Justo en ese momento asomó la cabeza de debajo de la almohada y Amaia no pudo evitar acercar su dedo y acariciarle la mejilla, gesto que Alfred recibió gustoso cerrando los ojos y disfrutando de la caricia. Se quedaría allí con él pero tenían que prepararse para la fiesta y esta vez, por muy raro que parezca, Amaia no se permitió llegar tarde.

—Bueno, haz lo que quieras. Yo me voy a duchar —siguió andando por el pasillo en dirección al baño cuando escucho unas fuertes pisadas detrás de ella. Unas manos la cogieron de la cintura y la acercaron a su pecho. Lo sabía.

—¿Hay sitio para mí?

Ella sonrió triunfante.

—Siempre hay sitio para ti.

Cuarenta y cinco minutos después, ya estaban vestidos y listos para irse. Alfred con una camisa blanca con el primer botón desabrochado y unos pantalones vaqueros ajustados, también llevaba una chaqueta vaquera negra por si tenía frío al volver. Llevaba el pelo despeinado a petición de Amaia, ya que le daba un toque más desenfadado aún. Ella, por su parte, llevaba un top color crema lencero y un pantalón palazzo negro. Se había hecho un medio recogido y se había maquillado de forma natural.

Se miraron en el espejo que había en la entrada de su piso y no pudieron evitar hacerse varias fotos.

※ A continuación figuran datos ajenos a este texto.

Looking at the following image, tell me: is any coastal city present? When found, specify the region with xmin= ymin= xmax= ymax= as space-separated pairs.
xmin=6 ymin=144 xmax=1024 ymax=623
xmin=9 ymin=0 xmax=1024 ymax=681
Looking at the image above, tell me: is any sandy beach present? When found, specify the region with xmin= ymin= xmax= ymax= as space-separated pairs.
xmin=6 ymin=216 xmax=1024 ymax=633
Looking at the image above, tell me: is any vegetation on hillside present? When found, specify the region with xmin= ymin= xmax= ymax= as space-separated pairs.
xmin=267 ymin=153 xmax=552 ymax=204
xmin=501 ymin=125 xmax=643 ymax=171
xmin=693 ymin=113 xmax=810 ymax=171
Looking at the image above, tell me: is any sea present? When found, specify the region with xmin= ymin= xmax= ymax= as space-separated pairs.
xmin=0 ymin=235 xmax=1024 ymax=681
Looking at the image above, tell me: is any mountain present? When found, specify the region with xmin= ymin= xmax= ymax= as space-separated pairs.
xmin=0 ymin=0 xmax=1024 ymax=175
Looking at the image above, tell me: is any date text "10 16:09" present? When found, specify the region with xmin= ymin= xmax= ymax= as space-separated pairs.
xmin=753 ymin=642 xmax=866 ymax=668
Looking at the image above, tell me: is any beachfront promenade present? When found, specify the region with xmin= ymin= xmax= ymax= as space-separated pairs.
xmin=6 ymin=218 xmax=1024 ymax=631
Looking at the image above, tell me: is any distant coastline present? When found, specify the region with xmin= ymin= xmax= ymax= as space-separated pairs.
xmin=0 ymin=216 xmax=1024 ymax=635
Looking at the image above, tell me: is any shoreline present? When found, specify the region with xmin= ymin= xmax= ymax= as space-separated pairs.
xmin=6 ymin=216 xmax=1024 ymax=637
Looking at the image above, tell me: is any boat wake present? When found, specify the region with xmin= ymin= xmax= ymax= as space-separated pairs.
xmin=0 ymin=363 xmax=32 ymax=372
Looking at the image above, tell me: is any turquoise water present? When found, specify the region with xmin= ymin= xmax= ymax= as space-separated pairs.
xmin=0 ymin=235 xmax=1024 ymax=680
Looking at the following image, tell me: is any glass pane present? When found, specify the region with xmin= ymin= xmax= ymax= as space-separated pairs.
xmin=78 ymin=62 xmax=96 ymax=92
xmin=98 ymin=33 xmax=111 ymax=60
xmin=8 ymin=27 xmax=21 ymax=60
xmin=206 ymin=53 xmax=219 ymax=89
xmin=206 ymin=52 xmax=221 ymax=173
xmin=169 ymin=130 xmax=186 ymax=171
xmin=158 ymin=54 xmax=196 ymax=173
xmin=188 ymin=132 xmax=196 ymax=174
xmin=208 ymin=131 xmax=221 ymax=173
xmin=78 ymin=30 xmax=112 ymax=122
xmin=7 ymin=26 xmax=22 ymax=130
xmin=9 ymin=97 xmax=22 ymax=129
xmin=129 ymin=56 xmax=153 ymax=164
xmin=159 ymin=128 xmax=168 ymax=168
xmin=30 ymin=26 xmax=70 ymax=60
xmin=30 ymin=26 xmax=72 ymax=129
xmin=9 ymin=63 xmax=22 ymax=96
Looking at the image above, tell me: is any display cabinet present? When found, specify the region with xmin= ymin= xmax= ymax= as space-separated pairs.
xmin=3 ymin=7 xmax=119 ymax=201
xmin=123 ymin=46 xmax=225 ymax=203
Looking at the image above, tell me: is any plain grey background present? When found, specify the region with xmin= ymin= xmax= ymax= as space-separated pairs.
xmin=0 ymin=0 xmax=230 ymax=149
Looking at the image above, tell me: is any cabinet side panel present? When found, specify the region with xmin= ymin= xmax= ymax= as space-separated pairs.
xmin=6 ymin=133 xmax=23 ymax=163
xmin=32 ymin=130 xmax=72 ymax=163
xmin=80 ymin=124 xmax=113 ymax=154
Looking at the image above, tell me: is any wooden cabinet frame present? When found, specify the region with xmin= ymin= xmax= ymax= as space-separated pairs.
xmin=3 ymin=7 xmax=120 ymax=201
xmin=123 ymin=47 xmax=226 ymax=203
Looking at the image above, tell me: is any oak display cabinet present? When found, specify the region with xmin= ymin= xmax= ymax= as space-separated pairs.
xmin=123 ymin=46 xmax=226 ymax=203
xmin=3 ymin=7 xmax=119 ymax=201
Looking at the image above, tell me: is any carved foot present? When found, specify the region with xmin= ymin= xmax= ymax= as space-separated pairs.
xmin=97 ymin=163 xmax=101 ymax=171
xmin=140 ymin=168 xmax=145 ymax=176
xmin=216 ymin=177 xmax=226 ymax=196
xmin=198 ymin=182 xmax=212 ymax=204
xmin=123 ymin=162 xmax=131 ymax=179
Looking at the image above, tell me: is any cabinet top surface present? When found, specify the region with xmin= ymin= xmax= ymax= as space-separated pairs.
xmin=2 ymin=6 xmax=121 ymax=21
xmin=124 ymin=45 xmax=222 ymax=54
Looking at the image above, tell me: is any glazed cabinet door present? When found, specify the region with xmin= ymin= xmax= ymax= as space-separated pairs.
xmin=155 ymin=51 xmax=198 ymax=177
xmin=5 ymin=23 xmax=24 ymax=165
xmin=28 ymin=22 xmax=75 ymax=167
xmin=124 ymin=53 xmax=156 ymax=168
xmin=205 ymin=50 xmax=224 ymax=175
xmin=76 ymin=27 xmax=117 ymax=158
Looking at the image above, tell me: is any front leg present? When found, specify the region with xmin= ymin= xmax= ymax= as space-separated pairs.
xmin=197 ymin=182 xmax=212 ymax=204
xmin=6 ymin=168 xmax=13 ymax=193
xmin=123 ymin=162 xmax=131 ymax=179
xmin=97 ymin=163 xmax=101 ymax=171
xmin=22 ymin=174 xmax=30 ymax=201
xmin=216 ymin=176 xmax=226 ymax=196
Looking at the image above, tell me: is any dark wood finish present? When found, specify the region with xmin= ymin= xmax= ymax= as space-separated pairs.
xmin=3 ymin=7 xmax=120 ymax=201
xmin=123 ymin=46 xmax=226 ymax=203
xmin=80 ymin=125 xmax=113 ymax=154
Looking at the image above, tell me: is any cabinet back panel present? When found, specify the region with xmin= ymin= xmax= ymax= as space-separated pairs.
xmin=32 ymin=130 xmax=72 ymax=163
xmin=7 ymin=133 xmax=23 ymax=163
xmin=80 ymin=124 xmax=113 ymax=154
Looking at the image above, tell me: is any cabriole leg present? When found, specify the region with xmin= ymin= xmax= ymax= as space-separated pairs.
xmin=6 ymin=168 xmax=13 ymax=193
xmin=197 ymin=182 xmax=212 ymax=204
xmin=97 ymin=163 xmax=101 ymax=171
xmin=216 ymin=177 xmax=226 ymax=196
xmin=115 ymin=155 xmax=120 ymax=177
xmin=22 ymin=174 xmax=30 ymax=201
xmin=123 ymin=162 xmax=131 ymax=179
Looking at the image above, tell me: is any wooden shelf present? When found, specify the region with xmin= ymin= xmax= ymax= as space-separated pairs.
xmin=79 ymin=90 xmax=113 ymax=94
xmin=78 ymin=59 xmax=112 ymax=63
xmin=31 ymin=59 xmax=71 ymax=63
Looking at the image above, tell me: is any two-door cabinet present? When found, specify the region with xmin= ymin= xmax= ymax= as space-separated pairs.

—Estás guapísima, este top es muy bonito —la miró a través del espejo— Y el pantalón te hace buen culo, bueno ya tienes buen culo, pero... ya me entiendes.

Soltó una carcajada y le besó. Un beso rápido,  porque sabía que teniendo a Alfred delante con esa camisa blanca y esos pantalones vaqueros negros ajustados que llevaba, su maquillaje y su peinado no iban a durar mucho tal y como estaban ahora.

—¿Sabes dónde es?

—Sí.

—¿Estás seguro?

—Que sí —la miró divertido por el espejo del ascensor.

Se montaron en el coche y Amaia puso el GPS. No tenía ni idea de donde se iba a celebrar la fiesta y no se fiaba nada de su novio.

—¿Cómo decías que se llamaba el sitio?

—Pero que da igual, relájate, —la intentó tranquilizar él— que yo me acuerdo de la dirección.

Eso la consiguió relajar hasta que vio que habían pasado casi cinco veces el por el mismo sitio en los últimos diez minutos.

—¿Eres consciente de que acabamos de pasar por el mismo sitio cuatro veces?

Sí que lo sabía.

—¿Puedes llamarle y preguntarle qué dónde está eso?

Amaia no pudo evitar reír, fue un ataque de risa de los buenos.